— Пошли…
…В эту их ночь Лиза была особенно, невероятно, даже страшно неистова — как будто все это в ее жизни происходило в последний раз.
— Еще, Жозеф, еще! — шептала она, переворачивая его на спину.— Хочу!… Хочу тебя, мой дурачок… Мой мальчик… Сейчас… Сейчас, сладенький… Он проснется…
Жозеф обваливался в сладостную бездну, взлетая на гребень огненного вала, и опять низвергался вниз. Снова и снова.
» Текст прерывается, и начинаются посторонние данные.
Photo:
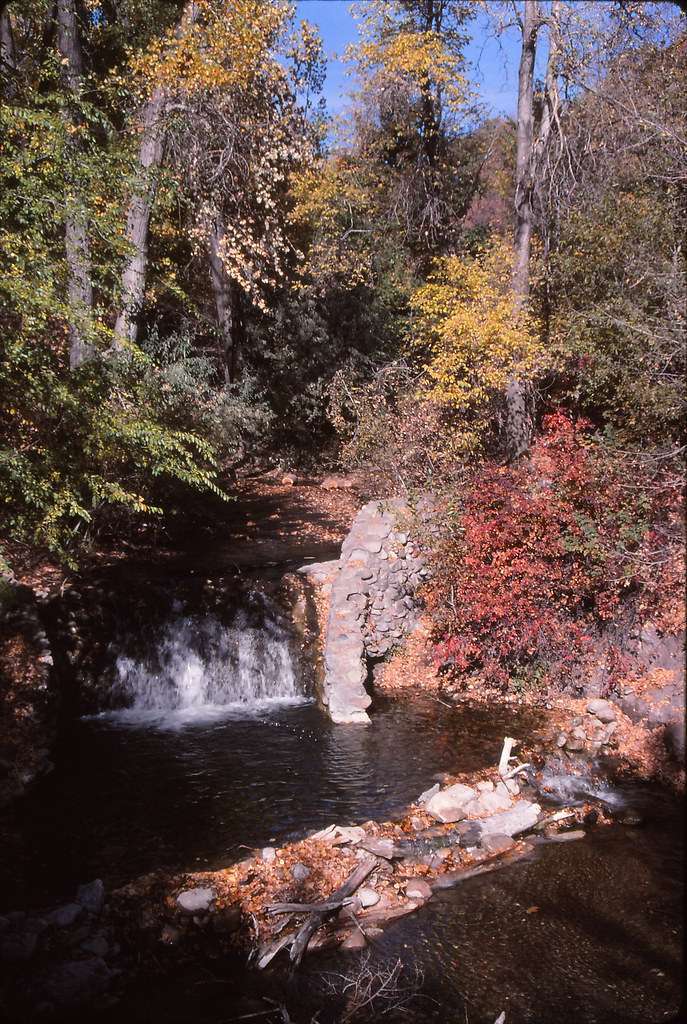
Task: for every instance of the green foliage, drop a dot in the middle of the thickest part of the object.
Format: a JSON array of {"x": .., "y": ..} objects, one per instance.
[{"x": 76, "y": 444}]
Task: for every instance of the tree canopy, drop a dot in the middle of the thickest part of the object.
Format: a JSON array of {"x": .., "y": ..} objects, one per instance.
[{"x": 196, "y": 266}]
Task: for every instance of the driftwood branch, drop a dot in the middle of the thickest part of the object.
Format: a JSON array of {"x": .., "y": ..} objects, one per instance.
[
  {"x": 317, "y": 914},
  {"x": 509, "y": 743}
]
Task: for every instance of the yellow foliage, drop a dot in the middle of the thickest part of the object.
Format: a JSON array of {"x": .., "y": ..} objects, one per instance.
[
  {"x": 223, "y": 48},
  {"x": 467, "y": 322},
  {"x": 395, "y": 52}
]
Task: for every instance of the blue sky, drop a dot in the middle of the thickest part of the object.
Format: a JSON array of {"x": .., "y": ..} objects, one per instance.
[{"x": 496, "y": 76}]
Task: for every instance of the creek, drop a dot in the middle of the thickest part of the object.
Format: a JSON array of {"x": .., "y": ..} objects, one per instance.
[{"x": 210, "y": 743}]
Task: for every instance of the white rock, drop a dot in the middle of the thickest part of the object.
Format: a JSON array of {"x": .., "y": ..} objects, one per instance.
[
  {"x": 448, "y": 804},
  {"x": 368, "y": 897},
  {"x": 194, "y": 900},
  {"x": 518, "y": 818},
  {"x": 603, "y": 710},
  {"x": 418, "y": 889}
]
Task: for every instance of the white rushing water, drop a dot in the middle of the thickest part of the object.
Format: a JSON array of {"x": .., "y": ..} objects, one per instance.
[{"x": 198, "y": 668}]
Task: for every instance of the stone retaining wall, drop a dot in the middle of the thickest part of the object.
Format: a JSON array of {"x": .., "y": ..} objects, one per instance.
[{"x": 373, "y": 603}]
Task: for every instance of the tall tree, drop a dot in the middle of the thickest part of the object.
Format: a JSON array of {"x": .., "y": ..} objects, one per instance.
[
  {"x": 76, "y": 229},
  {"x": 151, "y": 153}
]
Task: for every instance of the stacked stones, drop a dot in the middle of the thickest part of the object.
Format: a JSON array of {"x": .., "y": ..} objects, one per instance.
[{"x": 373, "y": 604}]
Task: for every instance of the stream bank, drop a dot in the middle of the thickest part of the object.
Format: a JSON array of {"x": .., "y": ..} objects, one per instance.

И сам себя чувствовал в ее объятиях неистовым, ненасытным, могучим.
— Лиза, Лиза, Лиза…— шептал он, сливаясь с ней воедино в судорожном биении.— Какое счастье… Только Бог… Лиза! Только Бог может послать такое счастье. Это он соединил нас.
— Бог, Бог, Бог…— бормотала ока, гибко, сильно и нежно изгибаясь под ним.— Бог…
Лиза заснула внезапно, сразу, не добормотав какую-то фразу.
Он лежал рядом с ней, боясь пошевелиться, опустошенный, счастливый, понимая, что сейчас рядом с ним лежит его женщина, единственная, предназначенная в этом мире только для него. И он принадлежит только ей.
Господи! Что же делать?
Смутное сомнение, беспокойство, даже подозрение (бывалые коллеги в журнале, напутствуя Жозефа Рафта, предупреждали: «Всегда имей в виду: с тобой там могут работать агенты госбезопасности. В любой должности») — все эти страхи сейчас, рядом со спящей любимой женщиной, его единственной, показались ему ерундой, химерой.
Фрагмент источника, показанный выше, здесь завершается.